Public Function GetAuditTrailInsertandUpdate(ByVal data As SampleAuditTrail, ByVal Operation As String) As IResult(Of String) Implements IDaoReviewer.GetAuditTrailInsertandUpdate

        Dim db As New CodePointDataContext
        Dim Res1 As IResult(Of String) = New QueryResult(Of String)
        Try 

            Dim strHostName = System.Net.Dns.GetHostName

            Dim ta As New tblAuditTrail
            ta.UserName = HttpContext.Current.Session.Item(2).ToString
            ta.Operation = "Update"
            ta.Page = "Page Name"
            ta.IPAddress = HttpContext.Current.Request.ServerVariables("REMOTE_ADDR")
            ta.ProcessTime = DateTime.Now
            For Each a In GetType(tblname).GetProperties()
                If a.Name.ToLower <> "id" Then                  
                    If a.PropertyType.IsValueType = True Or a.PropertyType.Equals(GetType(String)) Then
                        If a.GetValue(Data, Nothing) = Nothing Then
                            ta.Description += a.Name + ":" + " " & vbCrLf
                        Else
                            ta.Description += a.Name + ":" + a.GetValue(data, Nothing).ToString & vbCrLf
                        End If
                    End If
                End If
            Next 

            Dim res1 = (New daoAuditTrailValues).Insert_AuditTrail(ta)

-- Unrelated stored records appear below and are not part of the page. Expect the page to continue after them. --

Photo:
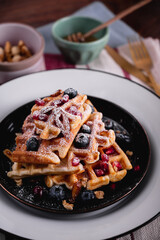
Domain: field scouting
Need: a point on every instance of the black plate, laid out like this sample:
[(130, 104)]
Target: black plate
[(130, 135)]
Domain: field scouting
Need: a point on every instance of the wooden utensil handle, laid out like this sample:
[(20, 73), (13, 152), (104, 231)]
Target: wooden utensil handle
[(154, 83), (117, 17)]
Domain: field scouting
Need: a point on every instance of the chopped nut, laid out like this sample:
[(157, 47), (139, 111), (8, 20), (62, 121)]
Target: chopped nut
[(14, 53), (18, 182), (7, 47), (15, 50), (118, 131), (8, 57), (1, 54), (84, 182), (99, 194), (129, 153), (68, 206), (16, 58), (20, 43), (25, 51)]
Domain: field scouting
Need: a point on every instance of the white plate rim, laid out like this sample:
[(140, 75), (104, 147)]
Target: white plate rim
[(8, 83)]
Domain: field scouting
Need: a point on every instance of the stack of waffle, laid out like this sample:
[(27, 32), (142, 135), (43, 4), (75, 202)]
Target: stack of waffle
[(65, 140)]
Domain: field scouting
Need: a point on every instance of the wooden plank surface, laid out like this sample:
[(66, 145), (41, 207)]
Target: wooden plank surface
[(146, 21)]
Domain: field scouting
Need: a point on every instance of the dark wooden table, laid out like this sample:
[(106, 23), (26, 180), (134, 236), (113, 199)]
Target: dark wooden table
[(146, 20)]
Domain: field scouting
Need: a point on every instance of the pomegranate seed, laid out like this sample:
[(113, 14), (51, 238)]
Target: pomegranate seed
[(113, 186), (104, 158), (104, 166), (79, 114), (38, 191), (65, 98), (72, 110), (110, 151), (137, 168), (117, 165), (57, 103), (43, 117), (75, 161), (99, 172), (39, 102), (36, 115)]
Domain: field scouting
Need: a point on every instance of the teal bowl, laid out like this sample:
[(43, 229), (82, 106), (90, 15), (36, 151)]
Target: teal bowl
[(79, 53)]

 Catch ex As Exception       
End Try
        Return Res1
    End Function

Step 5

Now we need to call this function in every DAL function which is (Insert, Delete, and Update Methods)

 Dim operation = "Insert"

Dim res1 = GetAuditTrailInsertandUpdate(p, operation)                                 

here p is refers which data came from function

Like this we can call for Update and Delete Function

Step 6

Output we will receive like this,

Sno

Username

Time

Form Name

Action

Description

IPAddress

31

John

03/13/2013

User Creation

Insert

Name: Arun UserID: 102 Address:Chennai Gender:Male Remarks: Nil

192.168.0.88

Conclusion

This will be the simplest method to implement with all application. Any Suggestion or feedback is highly welcome.